Thank you Brian. Did you know him personally very well?

[Brian Abell] (3:29 – 3:47)

Not really although we did stay with him at the chemist shop when I was about four so I can remember going there and staying and also going for some walks around Hatherleigh when we were staying down here.

[Jane Fawcett] (3:48 – 3:53)

Lovely, so he was quite prominent in the church at that time?

[Brian Abell] (3:54 – 3:57)

Apparently yes, he was church warden for all of that time.

[Jane Fawcett] (3:58 – 4:06)

Wonderful, thank you. I understand Brian you have personal experience as a church warden.
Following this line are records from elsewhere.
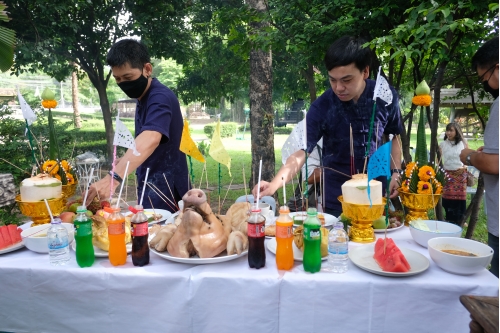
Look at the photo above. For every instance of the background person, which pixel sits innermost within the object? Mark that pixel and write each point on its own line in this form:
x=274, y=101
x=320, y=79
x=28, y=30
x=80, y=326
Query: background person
x=348, y=103
x=158, y=129
x=485, y=158
x=455, y=191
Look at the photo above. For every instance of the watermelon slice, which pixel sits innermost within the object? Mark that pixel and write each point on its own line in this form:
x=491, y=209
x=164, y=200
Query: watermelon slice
x=3, y=244
x=393, y=259
x=5, y=234
x=15, y=233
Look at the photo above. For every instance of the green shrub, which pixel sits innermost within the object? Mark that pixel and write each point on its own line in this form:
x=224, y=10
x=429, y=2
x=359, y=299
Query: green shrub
x=226, y=129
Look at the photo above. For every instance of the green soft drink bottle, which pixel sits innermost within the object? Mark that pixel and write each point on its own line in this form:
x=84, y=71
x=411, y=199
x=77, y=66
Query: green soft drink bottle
x=83, y=238
x=312, y=242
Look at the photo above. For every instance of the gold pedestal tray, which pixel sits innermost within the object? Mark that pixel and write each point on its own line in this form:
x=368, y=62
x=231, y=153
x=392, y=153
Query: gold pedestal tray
x=38, y=211
x=362, y=217
x=68, y=191
x=418, y=205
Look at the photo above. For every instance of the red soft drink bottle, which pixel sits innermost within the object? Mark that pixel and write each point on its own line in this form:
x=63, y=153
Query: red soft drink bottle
x=256, y=237
x=140, y=246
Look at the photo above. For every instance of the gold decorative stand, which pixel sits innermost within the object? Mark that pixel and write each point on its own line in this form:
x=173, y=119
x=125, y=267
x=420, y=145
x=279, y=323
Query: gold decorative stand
x=38, y=211
x=362, y=217
x=418, y=205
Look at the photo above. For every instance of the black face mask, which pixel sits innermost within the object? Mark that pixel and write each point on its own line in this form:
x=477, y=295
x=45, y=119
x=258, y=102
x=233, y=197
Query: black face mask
x=488, y=89
x=135, y=88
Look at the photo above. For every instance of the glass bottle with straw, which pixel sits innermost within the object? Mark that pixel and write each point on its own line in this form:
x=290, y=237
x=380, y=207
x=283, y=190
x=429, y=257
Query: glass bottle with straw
x=116, y=231
x=57, y=241
x=83, y=233
x=139, y=224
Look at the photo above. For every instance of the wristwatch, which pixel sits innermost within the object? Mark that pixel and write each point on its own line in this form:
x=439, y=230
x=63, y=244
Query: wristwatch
x=467, y=159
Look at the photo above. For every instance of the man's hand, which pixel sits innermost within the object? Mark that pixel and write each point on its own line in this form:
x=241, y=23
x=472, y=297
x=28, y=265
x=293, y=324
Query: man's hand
x=265, y=189
x=101, y=189
x=394, y=185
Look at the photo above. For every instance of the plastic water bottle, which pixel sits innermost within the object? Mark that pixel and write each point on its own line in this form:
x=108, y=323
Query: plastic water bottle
x=338, y=249
x=58, y=242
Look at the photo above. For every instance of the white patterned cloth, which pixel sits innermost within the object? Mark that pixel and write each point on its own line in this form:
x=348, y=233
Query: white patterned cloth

[Brian Abell] (4:06 – 4:30)

Well just for a short time when we moved back to Hatherleigh when we retired in we moved back in 1996 and they were short of a church warden and I think I was persuaded about two or three years after we moved to become church warden and held that position for about four or five years.

[Jane Fawcett] (4:30 – 4:37)

And I understand Denise Herod-Taylor was your other serving church warden?

[Brian Abell] (4:37 – 4:43)

She was, somebody else was eventually to start with and then Denise Herod-Taylor was.

[Jane Fawcett] (4:44 – 4:55)

Lovely, thank you. Can you tell us a little bit about your knowledge of Craddock Glasgow and his reign over what was one of the most thriving times in Hatherleigh church?

[Brian Abell] (4:57 – 5:16)

Well it was certainly very interesting because he got so many people involved and got the church involved in so many other activities and it’s said that the seating in the church would allow for 600 people.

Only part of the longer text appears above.